Party leader’s domestic violence policy will fail survivors and communities
All party leaders should be paying more than lip service to the serious epidemic of intimate partner violence in Canada
Illustration by Ann Kiernan
My ears perked up when Pierre Poilievre announced his plan to address the epidemic of intimate partner violence (IPV). According to the statement he made in Trois-Rivières, Québec, on April 4, he wants to “keep abusers off the street and behind bars to protect the most vulnerable Canadians.”
Six days later, Liberal leader Mark Carney said his party would “crack down on sexual violence and intimate partner violence,” but offered few specifics. So far, we’ve heard nothing from the NDP’s Jagmeet Singh.
Poilievre’s announcement immediately reminded me of the ways the criminal justice system has failed survivors of IPV over the last 40 years.
He says a Conservative government will create a new offence specific to the assault of an intimate partner that would carry with it tougher sentences, impose “the strictest” bail conditions for anyone accused of IPV, and treat all murders of an intimate partner or children in the family as first-degree murder.

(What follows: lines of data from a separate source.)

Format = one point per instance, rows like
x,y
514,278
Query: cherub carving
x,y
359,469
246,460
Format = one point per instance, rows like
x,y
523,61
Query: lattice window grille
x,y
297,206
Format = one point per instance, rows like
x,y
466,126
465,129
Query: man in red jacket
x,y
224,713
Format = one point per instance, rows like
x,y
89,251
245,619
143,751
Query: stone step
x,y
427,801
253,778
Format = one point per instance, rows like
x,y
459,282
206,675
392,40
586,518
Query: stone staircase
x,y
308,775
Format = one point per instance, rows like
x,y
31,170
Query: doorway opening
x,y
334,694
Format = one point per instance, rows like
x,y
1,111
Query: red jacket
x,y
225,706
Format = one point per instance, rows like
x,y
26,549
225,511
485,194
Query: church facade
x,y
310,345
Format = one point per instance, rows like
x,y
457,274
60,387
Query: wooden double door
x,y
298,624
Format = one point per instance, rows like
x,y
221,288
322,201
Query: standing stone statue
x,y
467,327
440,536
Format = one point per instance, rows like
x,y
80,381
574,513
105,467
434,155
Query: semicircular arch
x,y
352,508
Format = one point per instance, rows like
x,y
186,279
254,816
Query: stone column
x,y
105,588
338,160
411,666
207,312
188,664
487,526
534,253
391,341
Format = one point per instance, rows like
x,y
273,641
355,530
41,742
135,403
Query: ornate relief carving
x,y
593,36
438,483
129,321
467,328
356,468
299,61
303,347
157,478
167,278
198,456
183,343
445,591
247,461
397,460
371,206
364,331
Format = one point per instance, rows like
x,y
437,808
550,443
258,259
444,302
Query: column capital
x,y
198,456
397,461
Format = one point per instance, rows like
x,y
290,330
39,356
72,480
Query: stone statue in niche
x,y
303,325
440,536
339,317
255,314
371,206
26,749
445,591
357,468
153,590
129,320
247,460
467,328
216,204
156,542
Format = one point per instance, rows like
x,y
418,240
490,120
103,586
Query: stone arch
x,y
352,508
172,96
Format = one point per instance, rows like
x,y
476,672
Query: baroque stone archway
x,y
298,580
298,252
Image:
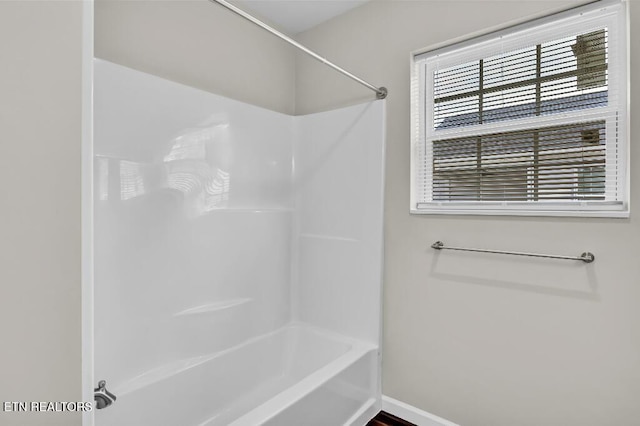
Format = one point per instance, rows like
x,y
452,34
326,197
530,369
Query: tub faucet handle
x,y
102,396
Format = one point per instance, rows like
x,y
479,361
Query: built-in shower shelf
x,y
163,372
213,307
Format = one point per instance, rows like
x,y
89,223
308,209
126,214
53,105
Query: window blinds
x,y
528,119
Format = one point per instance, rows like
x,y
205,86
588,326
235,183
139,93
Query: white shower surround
x,y
238,258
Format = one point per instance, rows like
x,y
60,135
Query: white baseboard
x,y
412,414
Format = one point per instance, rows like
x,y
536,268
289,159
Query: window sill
x,y
616,212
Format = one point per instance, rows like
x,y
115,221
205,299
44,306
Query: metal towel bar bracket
x,y
586,257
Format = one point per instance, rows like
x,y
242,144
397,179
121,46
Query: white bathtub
x,y
298,375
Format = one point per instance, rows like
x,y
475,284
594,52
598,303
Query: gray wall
x,y
199,44
40,106
480,339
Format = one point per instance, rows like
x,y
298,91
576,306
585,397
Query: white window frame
x,y
615,15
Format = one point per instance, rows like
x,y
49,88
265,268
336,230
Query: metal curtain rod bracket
x,y
381,92
586,257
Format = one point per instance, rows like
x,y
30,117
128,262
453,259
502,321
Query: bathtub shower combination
x,y
238,258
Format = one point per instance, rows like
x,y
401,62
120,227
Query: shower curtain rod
x,y
381,92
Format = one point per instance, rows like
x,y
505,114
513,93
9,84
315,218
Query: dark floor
x,y
386,419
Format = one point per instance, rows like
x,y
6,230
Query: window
x,y
530,120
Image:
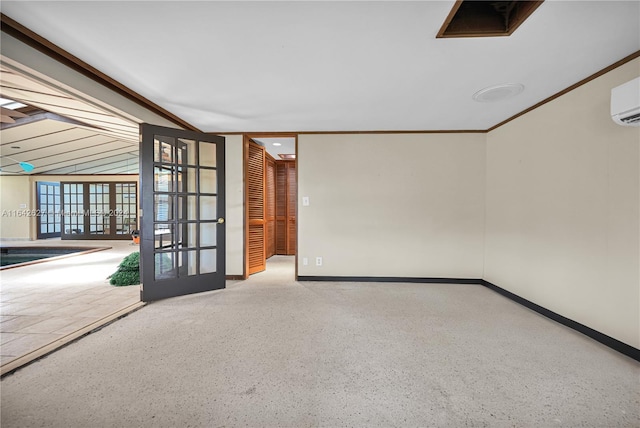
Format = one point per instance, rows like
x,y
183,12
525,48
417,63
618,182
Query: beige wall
x,y
15,203
234,194
563,196
391,205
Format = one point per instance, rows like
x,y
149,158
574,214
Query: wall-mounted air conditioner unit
x,y
625,103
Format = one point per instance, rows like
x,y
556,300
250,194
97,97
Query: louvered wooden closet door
x,y
286,191
256,256
291,208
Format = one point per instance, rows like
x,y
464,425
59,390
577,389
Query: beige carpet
x,y
270,352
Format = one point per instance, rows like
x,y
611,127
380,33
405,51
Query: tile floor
x,y
45,305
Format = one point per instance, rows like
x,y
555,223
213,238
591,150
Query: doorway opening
x,y
270,168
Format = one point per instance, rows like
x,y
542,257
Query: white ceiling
x,y
331,66
69,137
277,146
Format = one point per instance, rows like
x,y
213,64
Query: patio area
x,y
46,305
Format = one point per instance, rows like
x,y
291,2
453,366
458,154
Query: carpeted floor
x,y
270,352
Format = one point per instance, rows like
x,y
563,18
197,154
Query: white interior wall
x,y
391,205
563,217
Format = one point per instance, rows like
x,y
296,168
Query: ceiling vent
x,y
470,18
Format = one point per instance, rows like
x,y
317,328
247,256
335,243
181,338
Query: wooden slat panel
x,y
256,257
281,236
291,208
256,249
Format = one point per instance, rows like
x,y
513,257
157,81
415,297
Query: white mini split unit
x,y
625,103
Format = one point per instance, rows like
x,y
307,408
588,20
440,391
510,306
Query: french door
x,y
183,231
48,206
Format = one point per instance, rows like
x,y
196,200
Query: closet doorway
x,y
270,199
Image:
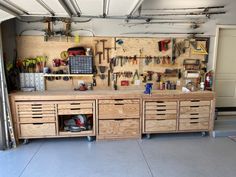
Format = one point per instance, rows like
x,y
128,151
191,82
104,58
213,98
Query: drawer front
x,y
37,130
160,109
195,103
75,107
119,101
119,110
194,124
160,125
122,128
36,112
194,109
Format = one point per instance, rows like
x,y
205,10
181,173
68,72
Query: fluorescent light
x,y
135,7
9,10
66,7
76,7
45,6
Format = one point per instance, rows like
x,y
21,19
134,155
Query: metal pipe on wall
x,y
3,95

Survivors and family members of victims who criticize the current criminal justice system for not listening to the voices of survivors and for failing to keep them safe are right. We need to listen to their concerns and take steps to address them, but Poilievre’s law and order approach is not the way to go.

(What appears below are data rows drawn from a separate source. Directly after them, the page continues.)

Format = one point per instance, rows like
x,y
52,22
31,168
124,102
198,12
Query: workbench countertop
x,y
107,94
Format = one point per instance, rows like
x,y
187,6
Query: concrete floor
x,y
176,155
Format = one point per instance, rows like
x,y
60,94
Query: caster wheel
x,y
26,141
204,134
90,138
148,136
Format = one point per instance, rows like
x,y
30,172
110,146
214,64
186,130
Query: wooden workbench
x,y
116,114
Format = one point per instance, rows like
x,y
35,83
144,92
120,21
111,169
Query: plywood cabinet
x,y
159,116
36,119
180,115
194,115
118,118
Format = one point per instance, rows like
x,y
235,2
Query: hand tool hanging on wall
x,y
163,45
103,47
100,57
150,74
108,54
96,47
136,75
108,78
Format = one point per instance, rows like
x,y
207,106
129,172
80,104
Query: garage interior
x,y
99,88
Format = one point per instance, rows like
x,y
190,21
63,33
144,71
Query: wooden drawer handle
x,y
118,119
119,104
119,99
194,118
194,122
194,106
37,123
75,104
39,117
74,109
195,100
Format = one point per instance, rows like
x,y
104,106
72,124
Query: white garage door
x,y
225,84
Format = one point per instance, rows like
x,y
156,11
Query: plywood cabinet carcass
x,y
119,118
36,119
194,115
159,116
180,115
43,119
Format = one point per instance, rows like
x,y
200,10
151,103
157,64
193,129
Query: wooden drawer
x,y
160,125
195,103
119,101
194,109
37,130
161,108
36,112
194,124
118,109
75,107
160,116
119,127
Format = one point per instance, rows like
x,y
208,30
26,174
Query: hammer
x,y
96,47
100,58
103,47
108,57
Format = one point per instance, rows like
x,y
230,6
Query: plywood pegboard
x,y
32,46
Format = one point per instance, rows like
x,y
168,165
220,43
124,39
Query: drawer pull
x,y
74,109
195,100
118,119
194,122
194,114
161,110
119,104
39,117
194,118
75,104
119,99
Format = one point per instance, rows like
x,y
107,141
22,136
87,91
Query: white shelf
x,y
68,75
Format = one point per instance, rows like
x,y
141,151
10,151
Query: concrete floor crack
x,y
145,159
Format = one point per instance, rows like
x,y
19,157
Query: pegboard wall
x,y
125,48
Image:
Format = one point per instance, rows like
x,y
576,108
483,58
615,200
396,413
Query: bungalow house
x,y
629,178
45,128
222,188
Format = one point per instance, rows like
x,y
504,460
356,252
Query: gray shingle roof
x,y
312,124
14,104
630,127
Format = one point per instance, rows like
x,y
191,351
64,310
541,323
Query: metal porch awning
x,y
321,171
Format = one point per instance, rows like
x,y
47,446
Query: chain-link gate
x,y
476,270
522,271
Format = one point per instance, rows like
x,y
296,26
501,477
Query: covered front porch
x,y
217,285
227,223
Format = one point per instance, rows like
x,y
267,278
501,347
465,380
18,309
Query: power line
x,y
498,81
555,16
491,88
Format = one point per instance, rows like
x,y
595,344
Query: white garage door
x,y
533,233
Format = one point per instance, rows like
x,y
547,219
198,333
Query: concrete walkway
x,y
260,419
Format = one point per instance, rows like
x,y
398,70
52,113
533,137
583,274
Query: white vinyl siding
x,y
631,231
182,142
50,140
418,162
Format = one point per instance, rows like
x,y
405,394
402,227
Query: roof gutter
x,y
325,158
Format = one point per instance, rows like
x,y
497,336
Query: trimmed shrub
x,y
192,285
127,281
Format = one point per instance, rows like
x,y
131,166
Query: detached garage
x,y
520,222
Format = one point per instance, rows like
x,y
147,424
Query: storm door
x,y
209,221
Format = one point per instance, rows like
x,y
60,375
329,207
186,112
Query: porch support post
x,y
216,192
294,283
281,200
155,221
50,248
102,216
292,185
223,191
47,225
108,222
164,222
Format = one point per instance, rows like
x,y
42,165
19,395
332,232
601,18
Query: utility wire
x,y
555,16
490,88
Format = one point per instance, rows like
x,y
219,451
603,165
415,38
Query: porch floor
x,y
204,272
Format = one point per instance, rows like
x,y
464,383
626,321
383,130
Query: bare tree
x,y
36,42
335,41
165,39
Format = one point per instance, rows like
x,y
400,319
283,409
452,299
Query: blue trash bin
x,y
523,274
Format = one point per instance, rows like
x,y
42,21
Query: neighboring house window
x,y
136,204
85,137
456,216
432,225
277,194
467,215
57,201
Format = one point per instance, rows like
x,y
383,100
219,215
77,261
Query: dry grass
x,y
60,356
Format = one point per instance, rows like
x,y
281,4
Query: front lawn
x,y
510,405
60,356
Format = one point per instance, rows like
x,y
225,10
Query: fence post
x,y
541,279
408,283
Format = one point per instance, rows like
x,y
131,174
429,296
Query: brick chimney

Criminal law interventions and initiatives—new laws, changes to laws, new court processes, tougher bail conditions and harsher penalties for those found guilty—have not made significant inroads in the rates of IPV and, in some cases, have made things worse for those subjected to it.
These new proposals will only continue to fail survivors and communities.
We already know that bail conditions prohibiting the accused from having contact with the survivor are highly problematic in IPV cases. After all, these two people are not strangers to one another—they likely got out of the same bed that morning and often share child-related responsibilities and a bank account. Telling one of them they can’t have contact with the other just doesn’t work.
Making bail conditions tougher and automatically imprisoning someone who breaches them means that a lot more people are going to spend time in already overcrowded provincial jails. Both the accused and the survivor may lose faith in the legal system, potentially exposing the survivor to greater risks of harm in the future.
There are no words to adequately describe the horror and tragedy of IPV homicides (including the killing of children or other family members) for families and communities. However, designating all such killings as first-degree murder would deny the reality of homicide. Some homicides are premeditated; sometimes the act is spontaneous, and other times death was not the intention. These different circumstances should carry with them different consequences, which is what the Criminal Code homicide provisions currently provide.
Another reason to be concerned about Poilievre’s proposals is that survivors are sometimes charged with IPV-related offences when they shouldn’t be. This is largely because of Canada’s mandatory charging policies (which themselves should undergo review), which can lead police to charge victims as well as or instead of perpetrators.
Survivors sometimes kill their partner to protect themselves or their children. Poilievre’s policy would have a woman in this situation treated the same way as an abuser who intentionally killed his partner.
This means that tougher bail conditions and automatic first-degree murder charges for killing a partner will harm some of the people Poilievre claims he wants to protect.
While other issues have loomed large in this election campaign, all party leaders should be paying more than lip service to IPV.
Canadians want our next prime minister to address this serious epidemic. That means implementing the recommendations of both the National Inquiry into Missing and Murdered Indigenous Women and Girls and the Nova Scotia Mass Casualty Commission. It means addressing poverty and homelessness, getting serious about judicial education on IPV, implementing effective gun control laws and supporting comprehensive prevention efforts.
We’re not fooled by the facile promises we’ve heard so far to put victims first. They are flawed quick fixes for a deeply entrenched problem that requires society-wide, thoughtful and nuanced changes to public policy, laws and public attitudes.
Pamela Cross is a feminist lawyer and author of And Sometimes They Kill You: Confronting the Epidemic of Intimate Partner Violence (Between the Lines, 2024).